I agree that JPJ is really self-effacing. I sat next to him for a week in John Moore's mando class at the UK's Sore Fingers Summer School - and I learnt a heck of a lot just from watching him. It says something about the guy that a player like that is always learning. I remember that after one day, we all went as usual to the bar for the jam sessions that go on well into the night. After a time I sat in on the edge of one session in which a guy was playing some wonderful cajun accordian and singing. JPJ was sitting in simply using the mandolin to provide the effect of the triangle; another lesson - it's all about the music and making the whole thing sound good; no ego there at all

----------


## frankseanez

Too tasty, that!

----------


## Taube Marks

To echo mando Gordon's post:  a couple of years ago I was in a mandolin class at Sore Fingers (the British bluegrass and old time "camp" held each year in the Cotwolds), sitting next to a slightly built man with a nice mandolin.  

I glanced at his name tag, it said "John Jones..."  

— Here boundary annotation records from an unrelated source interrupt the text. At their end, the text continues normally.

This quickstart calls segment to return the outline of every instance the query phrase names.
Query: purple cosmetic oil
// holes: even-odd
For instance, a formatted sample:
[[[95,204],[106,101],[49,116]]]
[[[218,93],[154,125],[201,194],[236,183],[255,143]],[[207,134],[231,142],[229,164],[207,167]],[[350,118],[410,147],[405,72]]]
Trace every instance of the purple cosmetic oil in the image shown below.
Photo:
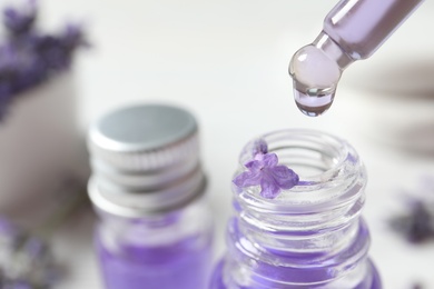
[[[274,198],[262,197],[260,186],[233,187],[227,253],[210,289],[381,289],[361,217],[366,171],[354,148],[314,130],[262,139],[298,175],[298,185]],[[236,175],[250,168],[255,142],[243,150]]]
[[[316,40],[289,64],[297,107],[319,116],[331,106],[342,72],[371,57],[423,0],[342,0],[324,20]]]
[[[200,216],[197,211],[191,216],[194,215]],[[170,225],[130,222],[132,228],[128,232],[112,231],[114,228],[108,223],[100,225],[96,235],[96,248],[106,288],[206,288],[213,259],[211,232],[184,232],[186,236],[183,238],[168,236],[181,232],[183,228],[177,227],[186,221],[176,220]],[[128,225],[125,223],[125,227]],[[147,237],[156,235],[155,232],[165,238],[152,240]]]
[[[88,191],[105,288],[204,289],[213,218],[197,123],[177,107],[116,110],[89,131]]]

"Some alias," I said, and we laughed.  I sat in that class for most of the week, exchanging quips etc. before it finally clicked who he was!  All that was apparent was that he was an extremely nice chap, had a damned nice mandolin and matching mandola, that we shared the same tasts in shoes (MBTs) and that he could play durned well.  When the teacher asked him what he did, he simply said "kind of a studio musician."  Very unassuming.  He came back again the next year too. 

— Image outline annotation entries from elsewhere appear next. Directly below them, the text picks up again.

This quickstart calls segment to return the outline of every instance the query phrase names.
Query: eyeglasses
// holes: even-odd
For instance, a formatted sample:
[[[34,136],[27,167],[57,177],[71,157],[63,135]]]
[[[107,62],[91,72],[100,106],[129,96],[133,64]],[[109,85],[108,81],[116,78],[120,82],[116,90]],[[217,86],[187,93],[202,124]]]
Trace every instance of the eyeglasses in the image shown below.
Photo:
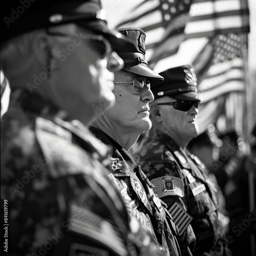
[[[148,88],[150,86],[150,81],[146,81],[145,83],[142,78],[135,78],[132,82],[114,82],[114,83],[132,83],[134,87],[140,87],[141,88],[144,87],[145,83]]]
[[[197,108],[199,101],[200,100],[189,101],[178,100],[174,102],[159,103],[157,105],[172,105],[175,110],[186,112],[188,111],[193,105],[194,105],[196,108]]]
[[[46,31],[47,34],[50,35],[56,36],[69,36],[75,39],[78,40],[80,42],[82,42],[83,40],[90,40],[92,41],[91,46],[93,49],[98,52],[101,58],[109,58],[111,53],[112,52],[112,48],[110,42],[101,35],[89,35],[80,33],[80,35],[75,35],[76,36],[74,36],[68,34],[65,34],[59,32],[51,32],[49,30]],[[74,43],[75,47],[78,46]]]

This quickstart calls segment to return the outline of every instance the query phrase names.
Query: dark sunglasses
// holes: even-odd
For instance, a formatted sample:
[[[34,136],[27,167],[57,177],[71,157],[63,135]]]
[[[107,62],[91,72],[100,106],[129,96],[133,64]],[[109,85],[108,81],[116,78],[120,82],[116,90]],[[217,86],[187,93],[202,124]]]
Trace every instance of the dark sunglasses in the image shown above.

Some fo the old time jams were something else, and he played his "buffalo" as Reyna Gellert called it in the teachers' concert. 

Taube

----------


## SternART

He was in some of my classes at the first Mandolin Symposium in Santa Cruz.....had been traveling with Chris Thile et al touring after they met at Merlefest.  I told him he looked a lot like a rock musician I had seen open for Vanilla Fudge years ago........he admitted it was indeed his first American tour.  BTW Led Zep blew away Vanilla Fudge that night.

----------


## Keith Erickson

It's just great to see some of my childhood rock hero's like John Paul Jones and Alex Lifeson playing mandolin family of instruments.  

....but since this is a JPJ thread, let me get back to him.  I have to admit John Paul Jones is one heck of a musician.  This version of Going to California is just full of class.

----------


## JeffD

The mandolin is simple to explain, and simple to understand, but it takes a lifetime to play well.

"Four unison pairs, tuned in fifths, starts on G, two frets per finger, use a pick." All the rest is up to us!

----------


## Fliss

> On Andy Manson's website, there are some photos of a mandocello he made for JPJ, presumably built to match the mandolin in the video. The colour, inlays and the shape of the end of the fretboard are the same.
> 
> Patrick


There are also photos on Andy Manson's site of a "minimalist" mando he made for John Paul Jones: http://www.andymanson.co.uk/photos-group-55.html  which is different from the one in the video, but the one in the video does also look very like a Manson.  

I had the privilege of (briefly) sampling a mando by Andy Manson at the weekend, and it was a beautiful work of art.  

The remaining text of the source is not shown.